No livro Epistemologia, do Mario Bunge, o autor aborda a questão do indeterminismo, expondo esta tese: “posto que os fatos físicos observáveis (que são os únicos acerca dos quais tem sentido falar) estão à mercê do experimentador, não existe legalidade objetiva. Em outras palavras, a ocorrência dos fatos físicos depende do experimentador, cujas decisões e ações não são regidas por leis físicas; portanto, os fatos físicos não são legais.”

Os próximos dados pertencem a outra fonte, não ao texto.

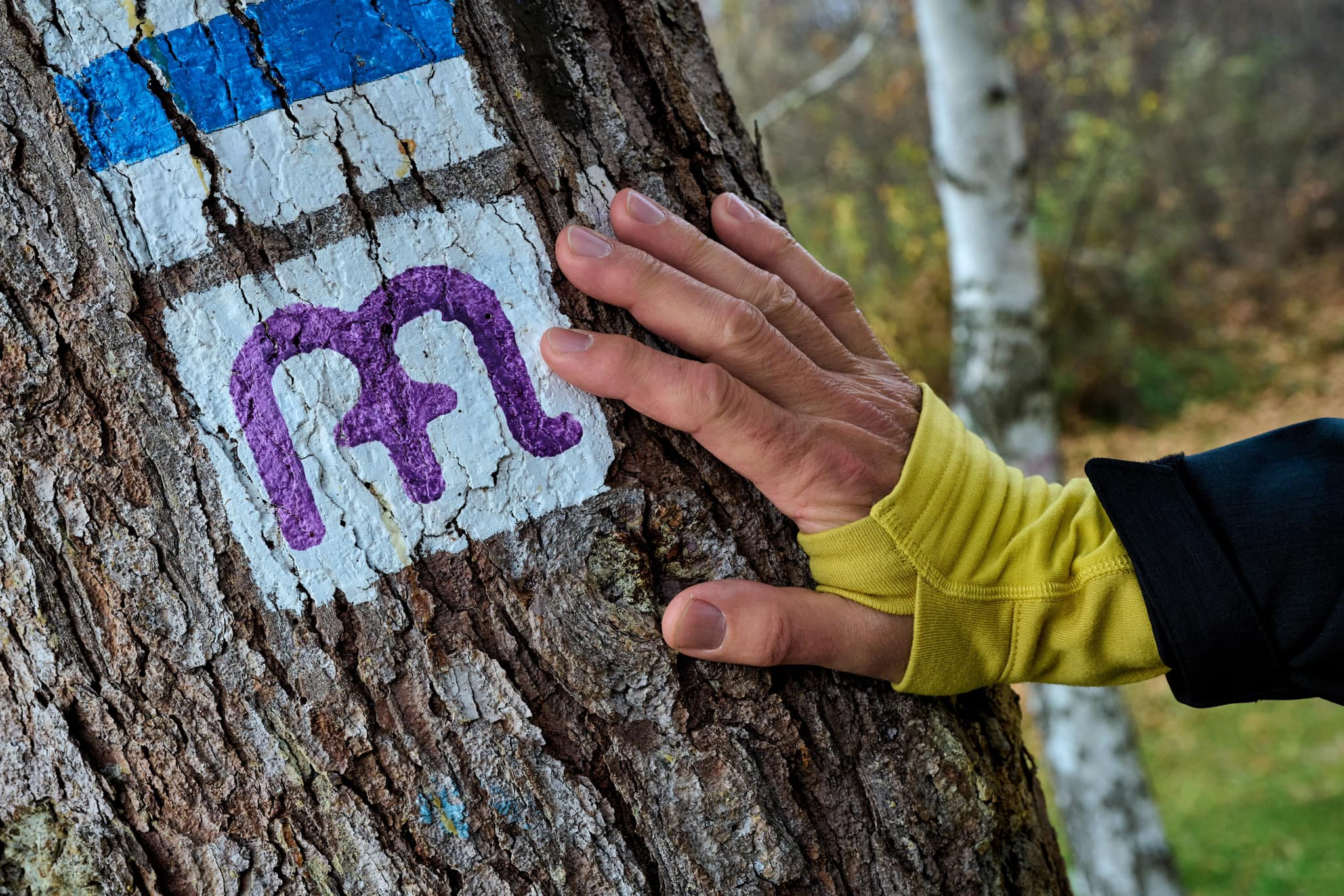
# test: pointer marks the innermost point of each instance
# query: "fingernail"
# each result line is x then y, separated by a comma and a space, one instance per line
569, 340
642, 209
740, 209
589, 243
702, 626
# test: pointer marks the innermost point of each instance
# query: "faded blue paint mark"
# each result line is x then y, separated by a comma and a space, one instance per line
214, 77
445, 806
510, 807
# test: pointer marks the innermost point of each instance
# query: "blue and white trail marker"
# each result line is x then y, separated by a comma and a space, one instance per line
346, 445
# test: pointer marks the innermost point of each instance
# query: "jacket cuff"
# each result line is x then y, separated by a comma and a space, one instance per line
1206, 625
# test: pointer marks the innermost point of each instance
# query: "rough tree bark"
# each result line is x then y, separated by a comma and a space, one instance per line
1001, 388
473, 703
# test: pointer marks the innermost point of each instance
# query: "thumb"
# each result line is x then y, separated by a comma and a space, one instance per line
759, 625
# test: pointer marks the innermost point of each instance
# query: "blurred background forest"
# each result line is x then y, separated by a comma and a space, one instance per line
1188, 170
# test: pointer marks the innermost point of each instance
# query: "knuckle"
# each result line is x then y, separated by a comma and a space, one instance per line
715, 394
744, 324
701, 251
647, 273
776, 640
836, 292
776, 297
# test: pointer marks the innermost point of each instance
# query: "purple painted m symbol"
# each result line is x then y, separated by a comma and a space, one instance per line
393, 409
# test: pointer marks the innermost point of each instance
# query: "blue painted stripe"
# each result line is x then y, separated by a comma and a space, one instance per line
311, 47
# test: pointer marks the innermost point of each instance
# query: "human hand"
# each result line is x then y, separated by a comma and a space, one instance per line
793, 393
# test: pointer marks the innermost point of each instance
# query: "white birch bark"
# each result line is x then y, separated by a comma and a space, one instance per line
1001, 388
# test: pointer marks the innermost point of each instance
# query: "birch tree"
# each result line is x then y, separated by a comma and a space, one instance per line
1001, 390
308, 589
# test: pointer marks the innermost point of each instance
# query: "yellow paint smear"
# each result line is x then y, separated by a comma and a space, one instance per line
408, 150
444, 819
201, 173
143, 27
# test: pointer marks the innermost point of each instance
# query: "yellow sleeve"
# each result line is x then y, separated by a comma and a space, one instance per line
1009, 578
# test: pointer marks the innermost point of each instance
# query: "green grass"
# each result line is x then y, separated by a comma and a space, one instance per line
1253, 794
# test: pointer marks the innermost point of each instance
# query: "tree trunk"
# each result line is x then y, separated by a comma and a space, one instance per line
1001, 390
387, 622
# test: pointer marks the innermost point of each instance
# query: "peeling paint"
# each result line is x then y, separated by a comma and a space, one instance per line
299, 106
444, 805
491, 481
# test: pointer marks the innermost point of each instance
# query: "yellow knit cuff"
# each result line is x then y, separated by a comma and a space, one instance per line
860, 562
1010, 578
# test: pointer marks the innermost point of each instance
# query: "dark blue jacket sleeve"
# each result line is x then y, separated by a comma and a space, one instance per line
1240, 554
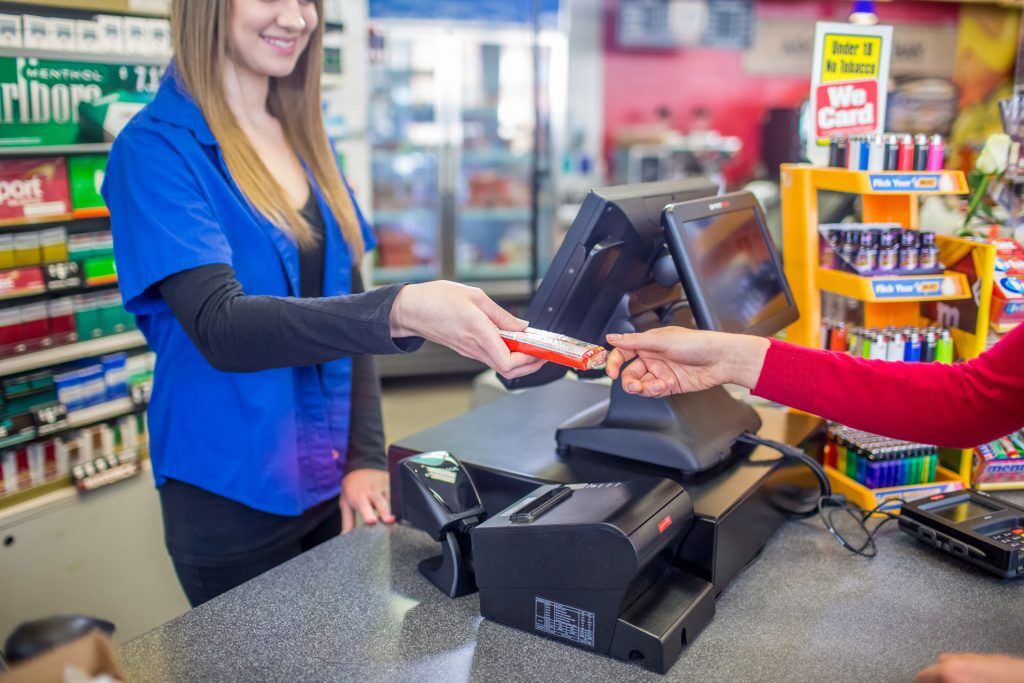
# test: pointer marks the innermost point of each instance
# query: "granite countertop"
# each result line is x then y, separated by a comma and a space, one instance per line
356, 608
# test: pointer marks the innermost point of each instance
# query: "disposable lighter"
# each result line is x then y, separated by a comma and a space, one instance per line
556, 348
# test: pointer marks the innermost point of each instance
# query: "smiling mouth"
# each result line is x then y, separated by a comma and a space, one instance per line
282, 44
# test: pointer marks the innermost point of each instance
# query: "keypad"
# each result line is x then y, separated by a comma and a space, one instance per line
1013, 538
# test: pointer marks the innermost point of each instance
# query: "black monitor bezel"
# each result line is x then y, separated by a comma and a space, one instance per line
684, 257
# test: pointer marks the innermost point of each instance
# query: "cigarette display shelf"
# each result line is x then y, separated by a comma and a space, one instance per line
38, 287
56, 151
95, 57
69, 352
60, 485
958, 300
140, 7
84, 417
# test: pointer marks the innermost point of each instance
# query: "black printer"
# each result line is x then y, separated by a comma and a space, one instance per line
591, 564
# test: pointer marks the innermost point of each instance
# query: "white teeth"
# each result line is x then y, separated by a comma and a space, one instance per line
279, 42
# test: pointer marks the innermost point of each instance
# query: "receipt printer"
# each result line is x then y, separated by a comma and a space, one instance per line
592, 565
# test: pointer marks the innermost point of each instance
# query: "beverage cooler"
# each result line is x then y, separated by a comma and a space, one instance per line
454, 126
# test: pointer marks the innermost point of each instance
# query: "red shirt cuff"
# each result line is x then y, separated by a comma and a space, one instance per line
790, 375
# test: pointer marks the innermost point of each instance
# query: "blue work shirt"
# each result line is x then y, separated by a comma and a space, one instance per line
262, 438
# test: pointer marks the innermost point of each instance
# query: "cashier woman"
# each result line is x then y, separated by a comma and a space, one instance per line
238, 247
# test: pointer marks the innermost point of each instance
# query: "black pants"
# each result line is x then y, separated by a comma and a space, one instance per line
217, 544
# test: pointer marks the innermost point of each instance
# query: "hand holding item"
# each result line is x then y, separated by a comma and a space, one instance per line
465, 319
974, 669
365, 493
669, 360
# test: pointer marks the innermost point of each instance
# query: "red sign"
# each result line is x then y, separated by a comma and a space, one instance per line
846, 108
34, 188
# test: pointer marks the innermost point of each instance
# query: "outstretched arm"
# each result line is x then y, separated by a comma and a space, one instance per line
958, 406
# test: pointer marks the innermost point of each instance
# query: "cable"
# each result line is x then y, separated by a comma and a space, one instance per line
795, 454
840, 505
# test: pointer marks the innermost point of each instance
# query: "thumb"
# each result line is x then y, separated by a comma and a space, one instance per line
501, 317
645, 341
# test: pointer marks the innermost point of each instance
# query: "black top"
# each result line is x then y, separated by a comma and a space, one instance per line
223, 323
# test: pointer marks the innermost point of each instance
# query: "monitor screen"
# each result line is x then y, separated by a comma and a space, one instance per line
602, 273
731, 271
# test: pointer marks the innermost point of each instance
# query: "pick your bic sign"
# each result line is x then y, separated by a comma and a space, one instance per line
848, 84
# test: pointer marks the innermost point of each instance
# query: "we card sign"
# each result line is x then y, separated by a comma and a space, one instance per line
848, 85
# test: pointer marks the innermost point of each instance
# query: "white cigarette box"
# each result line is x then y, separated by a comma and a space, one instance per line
36, 32
10, 30
62, 35
112, 33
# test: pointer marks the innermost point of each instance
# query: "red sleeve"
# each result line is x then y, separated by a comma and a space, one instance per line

Após, ele faz sua argumentação, mas a explicação dele ficou confusa pra mim, por que eu não sou físico. Ele argumenta que a mecânica quântica não é indeterminista, pois “não afirma que os fatos ocorrem arbitrariamente, sem regularidades”. Explica, depois, que o determinismo clássico ou o laplaciano não abarcam a mecânica quântica. A parte que mais me intrigou é a que ele fala que “o determinismo quântico tem um forte componente estocástico (que se resume na função de onda) e um forte componente causal (representado pelo hamiltoniano).” Então, o que seriam esses componentes estocástico e casual? E como e por que isso não afeta o princípio de legalidade?

BUNGE, M. Epistemologia: curso de atualização. São Paulo: Ed. da Universidade de São Paulo, 1980.

Respondido por: Prof. Fernando Lang da Silveira - www.if.ufrgs.br/~lang/

Tentarei dar uma explicação para quem, como tu, és leigo em Física. Atrevo-me a tentar explicar o que Mario Bunge quer dizer por ter lido extensamente grande parte de sua obra no final dos anos 80 e início dos 90 em função de minha tese de doutorado. Entretanto no nosso grupo de ensino do IF-UFRGS (e fora dele também) certamente tenho colegas mais competentes do que eu para tanto; espero que ao lerem minha resposta a critiquem, corrijam e complementem o que escrevo abaixo.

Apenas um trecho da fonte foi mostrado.